Canada could be pumping almost 5 million barrels per day of crude by 2020, trailing only Russia, Saudi Arabia and the United States among the world’s leading producers, according to the annual forecast by the Canadian Association of Petroleum Producers.
It’s no longer surprising that such lofty heights depend on the oil sands.
What is startling is the rate of oil sands expansion.
In updating its numbers, CAPP, whose 280 member companies account for 95 percent of Canada’s total oil and gas output, has been forced to make dramatic changes to its outlook in only the past year.
The lobby group now projects Canadian crude volumes will rise from 2.5 million bpd in 2005 to 4.6 million bpd in 2015, a hike of 750,000 bpd from its 2005 forecast.
“The increase reflects more aggressive scheduling for some projects and new investments in the oil sands,” CAPP said.
It said the mix of the Canadian crude slate will shift markedly, with conventional crude continuing its steady decline since the 1990s from 50 percent of production today to 20 percent in 2020.
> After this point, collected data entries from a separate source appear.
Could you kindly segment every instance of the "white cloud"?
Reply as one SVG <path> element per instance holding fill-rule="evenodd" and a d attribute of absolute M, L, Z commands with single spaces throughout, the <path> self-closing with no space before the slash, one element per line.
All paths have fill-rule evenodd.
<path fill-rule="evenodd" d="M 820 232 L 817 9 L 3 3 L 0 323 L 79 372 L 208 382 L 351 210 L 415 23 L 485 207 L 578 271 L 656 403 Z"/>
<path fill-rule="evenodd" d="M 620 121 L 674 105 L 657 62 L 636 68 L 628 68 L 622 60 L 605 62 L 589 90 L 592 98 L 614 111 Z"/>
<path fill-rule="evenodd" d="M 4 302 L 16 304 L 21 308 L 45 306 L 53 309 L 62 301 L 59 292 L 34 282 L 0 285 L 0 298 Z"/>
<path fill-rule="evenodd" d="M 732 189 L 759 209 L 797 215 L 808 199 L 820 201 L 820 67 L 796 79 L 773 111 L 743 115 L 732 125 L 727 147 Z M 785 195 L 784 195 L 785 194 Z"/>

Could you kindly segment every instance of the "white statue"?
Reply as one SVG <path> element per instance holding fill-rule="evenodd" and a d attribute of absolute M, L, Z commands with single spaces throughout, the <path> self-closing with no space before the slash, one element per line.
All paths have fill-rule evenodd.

In-situ 50% by 2015The latest numbers point to oil sands mining contributing 1.75 million bpd by 2015 and in-situ operations, where deep bitumen deposits are melted before being pumped to the surface, accounting for another 1.75 million bpd (more than double the 2005 in-situ prediction).
This rapid and changing growth pattern poses some additional challenges for the industry to build pipelines and refineries to handle the increasing volumes, said Greg Stringham, CAPP’s vice president of markets and fiscal policy.
He said the forecast is based on an assessment by CAPP members of what is realistic and does not cover all of the announced projects.
He said Canada’s surge from No. 8 among world producers to No. 4 is “coming at us quicker than most people anticipated,” especially for pipeline companies and refiners.
CAPP said it would be better to have too much rather than too little pipeline construction.
“The cost of a small amount of surplus pipeline capacity (in excess tools to offset the costs of unused delivery capacity) is preferable to the lost revenue from shut-in production due to insufficient pipeline capacity,” the report said.
To that end, it impressed on producers the urgent need to sign shipping contracts to support pipelines planned for increased deliveries to the United States or to open up new markets in Asia.
Newfoundland expected to peak in 2010On the downside, the decade-old industry offshore Newfoundland is expected to peak at 320,000 bpd in 2010, then slump to 160,000 bpd in 2020 because of reduced exploration, poor drilling results, tough environmental conditions and the current dispute between the industry and Newfoundland government over resource ownership and revenues.
That has already caused owners of the Hebron-Ben Nevis project — Chevron Canada, Imperial Oil, Petro-Canada and Norsk Hydro Canada — to abandon negotiations that were supposed to see a 100,000 bpd field come on stream by 2011.
CAPP also cautioned that its bullish numbers could undergo revision if there is insufficient labor to build the oil sands projects, a lack of refineries to process the volumes, a shortage of materials such as steel and equipment and if in-situ projects encounter technical problems.
At worst, CAPP does not expect adverse labor or industry conditions would reduce its target by more than 800,000 bpd.
As well, CAPP bases its supply scenarios on what producers will use to dilute bitumen for pipeline transportation — synthetic crude or imported condensate.
It also notes that the latest projects to join the oil sands line-up are counting on oil prices of no worse than US$30-$35 a barrel.